Мама не спала, но была уже в халате. В спальне горел нижний свет, скорее всего, она читала в постели. Отца не было. "Привет, а где папа?" - спросил я небрежным тоном. "Придет поздно, у него дежурство сегодня", - тихо ответила мама, видно было: она расстроилась, наверняка заметила, что я под парами. Чтобы хоть как-то ее порадовать, или оправдаться, я достал дневник: "У меня сегодня "четыре" и "пять"; "пять" по литературе". (Я знал, что ей должно быть это приятно, она ведь обожала книжки.) "Молодец, сынок. Ты больше ничего не хочешь рассказать?" "Нет. Я утром с вами поговорю, когда папа вернется". Хорошо, что она не спросила, к какому мне завтра вставать уроку. Я старался не шуметь в ванне, но у меня все падало из рук, и на полу образовалась лужа: хотел вот побыстрее уйти в свою комнату, а пришлось еще вытирать воду, целый час, наверное. Кровать была жутко холодная, и я закутался по уши в одеяло. За окнами сгущалась темнота, а мне все никак не удавалось заснуть. Шорох деревьев под дождем нагонял тоску. Мне почему-то стало ужасно жалко себя. Я должен был принять решение до завтрашнего утра.
Мне никогда особенно в школе не нравилось, но я в принципе и не напрягался. А тут появляется возможность забить на эту фигню и принадлежать полностью самому себе, распоряжаться своим временем, как взбредет в голову. Но я же прекрасно понимал, что это не так просто: все равно придется заниматься, если я хочу получить аттестат... А я, конечно, хотел. А еще я не был уверен, что отец отреагирует адекватно. И параллельно вспоминал странную маму-Джейн. В общем, ворочался я так хрен знает сколько времени, одеяло даже на пол сползло, и мне страшно надоело думать. Так что, в конце концов, я решил: "Блин, я ведь не дурак, прорвусь как-нибудь.
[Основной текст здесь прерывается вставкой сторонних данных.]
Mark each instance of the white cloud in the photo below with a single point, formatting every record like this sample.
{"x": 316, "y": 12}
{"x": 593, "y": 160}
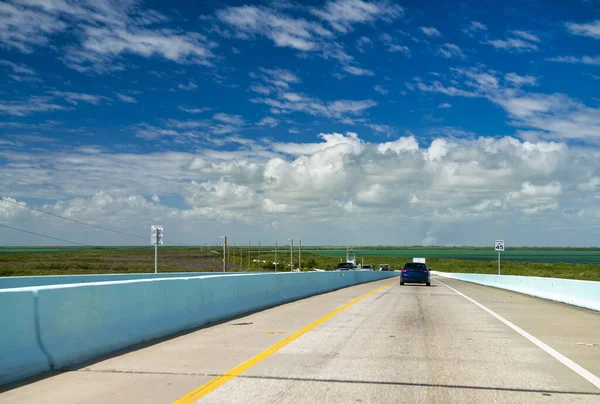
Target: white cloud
{"x": 343, "y": 14}
{"x": 193, "y": 110}
{"x": 534, "y": 199}
{"x": 519, "y": 81}
{"x": 268, "y": 121}
{"x": 437, "y": 87}
{"x": 383, "y": 129}
{"x": 270, "y": 206}
{"x": 283, "y": 30}
{"x": 474, "y": 27}
{"x": 591, "y": 29}
{"x": 512, "y": 44}
{"x": 231, "y": 119}
{"x": 439, "y": 190}
{"x": 526, "y": 35}
{"x": 357, "y": 71}
{"x": 18, "y": 68}
{"x": 398, "y": 48}
{"x": 398, "y": 146}
{"x": 381, "y": 90}
{"x": 430, "y": 31}
{"x": 104, "y": 30}
{"x": 284, "y": 101}
{"x": 189, "y": 86}
{"x": 126, "y": 98}
{"x": 75, "y": 98}
{"x": 306, "y": 37}
{"x": 30, "y": 105}
{"x": 586, "y": 60}
{"x": 449, "y": 50}
{"x": 363, "y": 43}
К тому же, хотя мандраж и пробирает немного, я все-таки не трус. Почему бы ни рискнуть? Тогда не придется вскакивать в дикую рань и с идиотским видом изображать из себя прилежного ученика, который спешит в школу". Я принял решение - и стразу успокоился. Минуты две еще слушал, как тикают часы, а потом отрубился.
Комментарий автора
Я решил оставить все диалоги, вклинивающиеся в рассказ. Это кажется мне не менее важным, чем ход рассказываемой истории.